Otero Seco nació en Cabeza del
Buey (Badajoz) en 1905. “Estudia Derecho y Filosofía y Letras en
Sevilla, Granada y finalmente en Madrid, adonde llega en 1930 y en cuya
Universidad Central se doctorará en Filosofía y Letras”, nos explica Mario
Martín Gijón, que le dedicó el artículo “Antonio Otero Seco, escritor
desterrado y mediador intelectual entre el exilio y el interior” (Revista de Estudios Extremeños, 2007).
En 1937 se casó con María Victorina
San José, con la que tuvo tres hijos: Antonio, Mariano e Isabel.
Su peripecia vital está centrada en la Guerra Civil y en las
consecuencias que vivirla con intensidad le acarreó: un consejo de guerra por adhesión
a la rebelión militar con agravantes (algo que queda pormenorizadamente
explicado en la citada introducción de Espinosa y Lama) donde el tribunal
solicitó pena de muerte. Le fue conmutada por una condena de cárcel de treinta
años que al final quedaron en muchos menos gracias a una revisión de la pena.

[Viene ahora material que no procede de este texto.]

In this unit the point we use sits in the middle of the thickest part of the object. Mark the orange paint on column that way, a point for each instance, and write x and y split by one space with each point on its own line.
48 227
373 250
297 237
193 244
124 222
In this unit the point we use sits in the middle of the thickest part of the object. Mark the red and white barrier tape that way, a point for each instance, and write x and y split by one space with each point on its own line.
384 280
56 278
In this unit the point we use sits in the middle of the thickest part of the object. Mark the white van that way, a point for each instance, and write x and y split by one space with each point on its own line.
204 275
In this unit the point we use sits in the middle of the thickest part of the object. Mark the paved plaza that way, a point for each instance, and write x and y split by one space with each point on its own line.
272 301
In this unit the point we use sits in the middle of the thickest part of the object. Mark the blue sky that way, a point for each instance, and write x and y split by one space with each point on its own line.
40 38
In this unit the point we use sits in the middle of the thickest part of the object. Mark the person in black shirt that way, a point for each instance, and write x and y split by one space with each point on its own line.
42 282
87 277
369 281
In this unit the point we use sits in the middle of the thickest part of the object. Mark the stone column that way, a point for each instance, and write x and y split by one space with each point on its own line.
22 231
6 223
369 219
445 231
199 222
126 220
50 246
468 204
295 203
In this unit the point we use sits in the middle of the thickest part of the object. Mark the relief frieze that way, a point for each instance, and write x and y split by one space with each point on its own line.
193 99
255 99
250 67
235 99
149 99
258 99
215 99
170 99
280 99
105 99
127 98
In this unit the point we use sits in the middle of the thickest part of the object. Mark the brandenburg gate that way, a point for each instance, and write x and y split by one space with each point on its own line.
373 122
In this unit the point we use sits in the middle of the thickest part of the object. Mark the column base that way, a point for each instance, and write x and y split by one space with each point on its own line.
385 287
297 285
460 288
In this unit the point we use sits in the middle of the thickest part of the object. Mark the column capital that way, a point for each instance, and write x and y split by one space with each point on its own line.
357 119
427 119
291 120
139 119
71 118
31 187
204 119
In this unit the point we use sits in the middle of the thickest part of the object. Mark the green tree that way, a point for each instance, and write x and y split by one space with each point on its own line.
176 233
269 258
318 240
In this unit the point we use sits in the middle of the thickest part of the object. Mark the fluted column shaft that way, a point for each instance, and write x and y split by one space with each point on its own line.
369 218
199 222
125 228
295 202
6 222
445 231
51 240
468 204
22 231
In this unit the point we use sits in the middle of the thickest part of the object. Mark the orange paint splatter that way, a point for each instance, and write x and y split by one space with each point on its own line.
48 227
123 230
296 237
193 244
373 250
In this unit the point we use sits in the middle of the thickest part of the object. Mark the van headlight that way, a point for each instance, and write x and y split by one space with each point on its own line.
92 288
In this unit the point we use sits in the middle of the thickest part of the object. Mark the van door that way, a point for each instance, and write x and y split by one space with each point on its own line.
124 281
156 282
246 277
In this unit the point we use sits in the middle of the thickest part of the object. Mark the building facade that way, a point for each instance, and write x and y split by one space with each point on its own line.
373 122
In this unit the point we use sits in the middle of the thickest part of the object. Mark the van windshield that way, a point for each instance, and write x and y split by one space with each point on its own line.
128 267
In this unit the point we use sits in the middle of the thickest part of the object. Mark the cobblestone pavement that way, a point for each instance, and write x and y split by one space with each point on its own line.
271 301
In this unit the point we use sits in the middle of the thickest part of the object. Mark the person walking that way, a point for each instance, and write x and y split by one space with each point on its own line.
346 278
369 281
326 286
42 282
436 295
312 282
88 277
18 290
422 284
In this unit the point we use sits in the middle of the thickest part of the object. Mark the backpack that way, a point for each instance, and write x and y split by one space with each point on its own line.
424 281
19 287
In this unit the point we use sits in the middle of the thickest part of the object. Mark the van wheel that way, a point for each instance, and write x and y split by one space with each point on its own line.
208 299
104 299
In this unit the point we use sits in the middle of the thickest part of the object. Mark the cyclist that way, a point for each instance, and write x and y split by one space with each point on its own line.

Tras pasar por las prisiones de Porlier, Puerto de Santa María y El Dueso, quedó
en libertad atenuada en 1941. En 1947, disfrazado de cura, en tren, primero, y
en una barca con la que cruza el Bidasoa, después, se exilia en Francia. “Ahí
empieza su segunda vida”, sostiene Juan Manuel Bonet. Un suceso que cambió su
manera de ser. Él mismo contó que el hombre “barroco, hablador, desordenado e
imaginativo” dio paso al “sereno, reflexivo, analítico, cartesiano”.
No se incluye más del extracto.